There’s not much I can say about their playing other than it was done with the perfect execution that one could expect of a pair that has been working together for 13 years; they are in perfect synchrony: by ear, one might think that the piano had been played by a man with 10 fingers in each hand.
I particularly enjoyed the three military marches (which didn’t sound too martial to me), the first of the three Hungarian dances played, Hungarian Dance N.º 1 in G Minor by Johannes Brahms, which could have done with the help of some dancers, and York Bowen’s “Nocturne”, part of Suite in Three Movements, Op.52.
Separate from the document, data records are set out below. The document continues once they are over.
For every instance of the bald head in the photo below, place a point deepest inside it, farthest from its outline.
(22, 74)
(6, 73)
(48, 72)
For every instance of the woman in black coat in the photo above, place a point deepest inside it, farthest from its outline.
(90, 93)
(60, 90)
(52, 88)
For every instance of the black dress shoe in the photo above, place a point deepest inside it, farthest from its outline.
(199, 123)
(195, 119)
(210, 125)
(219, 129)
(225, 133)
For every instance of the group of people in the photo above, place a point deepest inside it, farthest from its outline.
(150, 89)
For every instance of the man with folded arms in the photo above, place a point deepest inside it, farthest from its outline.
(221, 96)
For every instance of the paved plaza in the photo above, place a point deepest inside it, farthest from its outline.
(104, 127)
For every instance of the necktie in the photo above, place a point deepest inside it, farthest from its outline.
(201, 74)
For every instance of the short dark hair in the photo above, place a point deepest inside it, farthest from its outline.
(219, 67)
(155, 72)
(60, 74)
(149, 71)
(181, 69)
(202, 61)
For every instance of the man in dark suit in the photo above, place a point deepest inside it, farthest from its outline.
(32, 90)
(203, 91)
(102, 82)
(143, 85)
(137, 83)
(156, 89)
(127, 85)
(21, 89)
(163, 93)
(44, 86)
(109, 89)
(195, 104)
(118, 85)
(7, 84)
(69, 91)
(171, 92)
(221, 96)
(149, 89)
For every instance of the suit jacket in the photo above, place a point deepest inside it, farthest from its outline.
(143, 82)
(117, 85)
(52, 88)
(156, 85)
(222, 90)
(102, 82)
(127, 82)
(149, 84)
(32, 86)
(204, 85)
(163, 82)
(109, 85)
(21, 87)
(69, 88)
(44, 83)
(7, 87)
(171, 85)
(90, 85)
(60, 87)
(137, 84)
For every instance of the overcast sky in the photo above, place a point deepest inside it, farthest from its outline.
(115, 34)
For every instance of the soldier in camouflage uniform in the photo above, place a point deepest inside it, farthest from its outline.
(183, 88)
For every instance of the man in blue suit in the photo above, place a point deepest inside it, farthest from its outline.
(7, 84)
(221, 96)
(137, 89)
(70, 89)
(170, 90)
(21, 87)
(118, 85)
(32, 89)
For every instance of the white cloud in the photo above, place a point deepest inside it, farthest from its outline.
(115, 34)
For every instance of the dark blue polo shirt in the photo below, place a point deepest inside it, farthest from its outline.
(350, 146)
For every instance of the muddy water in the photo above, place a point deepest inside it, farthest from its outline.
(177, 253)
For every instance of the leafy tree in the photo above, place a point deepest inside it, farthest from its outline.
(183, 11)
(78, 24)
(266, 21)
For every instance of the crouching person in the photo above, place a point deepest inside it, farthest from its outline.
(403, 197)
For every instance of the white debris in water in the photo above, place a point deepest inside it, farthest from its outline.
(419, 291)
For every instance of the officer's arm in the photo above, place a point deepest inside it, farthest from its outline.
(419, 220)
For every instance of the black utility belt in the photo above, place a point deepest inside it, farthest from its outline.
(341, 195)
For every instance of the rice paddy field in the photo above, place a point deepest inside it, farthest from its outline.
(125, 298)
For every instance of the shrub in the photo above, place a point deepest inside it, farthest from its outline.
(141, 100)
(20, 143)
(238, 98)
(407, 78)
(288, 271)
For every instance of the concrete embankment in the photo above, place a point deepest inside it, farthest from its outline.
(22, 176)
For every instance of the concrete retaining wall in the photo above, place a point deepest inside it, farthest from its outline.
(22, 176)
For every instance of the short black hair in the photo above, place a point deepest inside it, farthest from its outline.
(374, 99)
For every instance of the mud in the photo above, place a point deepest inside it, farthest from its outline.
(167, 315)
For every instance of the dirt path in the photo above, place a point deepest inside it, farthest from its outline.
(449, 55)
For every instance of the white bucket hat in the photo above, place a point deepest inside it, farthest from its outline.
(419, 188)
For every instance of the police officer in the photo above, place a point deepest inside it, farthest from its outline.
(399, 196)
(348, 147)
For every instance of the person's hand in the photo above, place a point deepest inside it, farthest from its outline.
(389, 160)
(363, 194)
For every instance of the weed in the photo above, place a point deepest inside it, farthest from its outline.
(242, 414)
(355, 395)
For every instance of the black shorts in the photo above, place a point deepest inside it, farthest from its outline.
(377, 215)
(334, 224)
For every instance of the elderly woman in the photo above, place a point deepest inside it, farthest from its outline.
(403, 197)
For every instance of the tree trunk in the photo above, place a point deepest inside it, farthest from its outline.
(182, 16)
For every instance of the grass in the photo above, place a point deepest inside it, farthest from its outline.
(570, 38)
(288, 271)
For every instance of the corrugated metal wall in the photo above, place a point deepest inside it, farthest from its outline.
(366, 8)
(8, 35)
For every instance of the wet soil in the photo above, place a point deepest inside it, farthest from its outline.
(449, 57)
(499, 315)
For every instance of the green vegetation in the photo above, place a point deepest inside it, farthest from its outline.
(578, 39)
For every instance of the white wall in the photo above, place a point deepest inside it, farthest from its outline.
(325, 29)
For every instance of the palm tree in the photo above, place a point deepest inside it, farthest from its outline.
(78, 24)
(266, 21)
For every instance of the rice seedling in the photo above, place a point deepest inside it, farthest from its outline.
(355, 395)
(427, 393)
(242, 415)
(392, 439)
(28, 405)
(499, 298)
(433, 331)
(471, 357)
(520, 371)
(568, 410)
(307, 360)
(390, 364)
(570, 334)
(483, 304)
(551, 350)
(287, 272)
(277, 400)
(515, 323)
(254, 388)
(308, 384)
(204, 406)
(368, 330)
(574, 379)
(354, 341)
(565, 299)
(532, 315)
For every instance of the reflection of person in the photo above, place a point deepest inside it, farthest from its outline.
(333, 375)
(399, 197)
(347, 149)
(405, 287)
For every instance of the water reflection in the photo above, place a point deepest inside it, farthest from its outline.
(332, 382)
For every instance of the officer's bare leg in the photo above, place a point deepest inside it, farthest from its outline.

While enjoying the programme, comprised of Mozart, Schubert, Brahms and York Bowen, I couldn't help to wonder about the details that surely must be sorted when your hands are half a piano four hand. I mean, what if you get tired of the left side of your partners’ face? Or something less dramatical: what if you want to play a bit slower, or are failing to execute a bar properly and the other part is forced to rehearse with you? What if at some point, some day, you can’t help yourself and blurt out to your partner: “for five years you’ve pressed the pedals while I just turned the pages. This shall not go on for another second”. Do you then put an advert in your local paper: “Wanted: left-most part of a piano four hand”?
I was ruminating about all these things when, halfway through the concert, Messrs. Gough and Kimmance switched places, becoming Messrs. Kimmance and Gough, and solving all my dilemmas.
This Midweek Music season is over and it has been the best I’ve witnessed so far. I’m saddened about the void that I’ll feel every Wednesday’s afternoon– until September, that is, when the program is scheduled to resume on the 18th.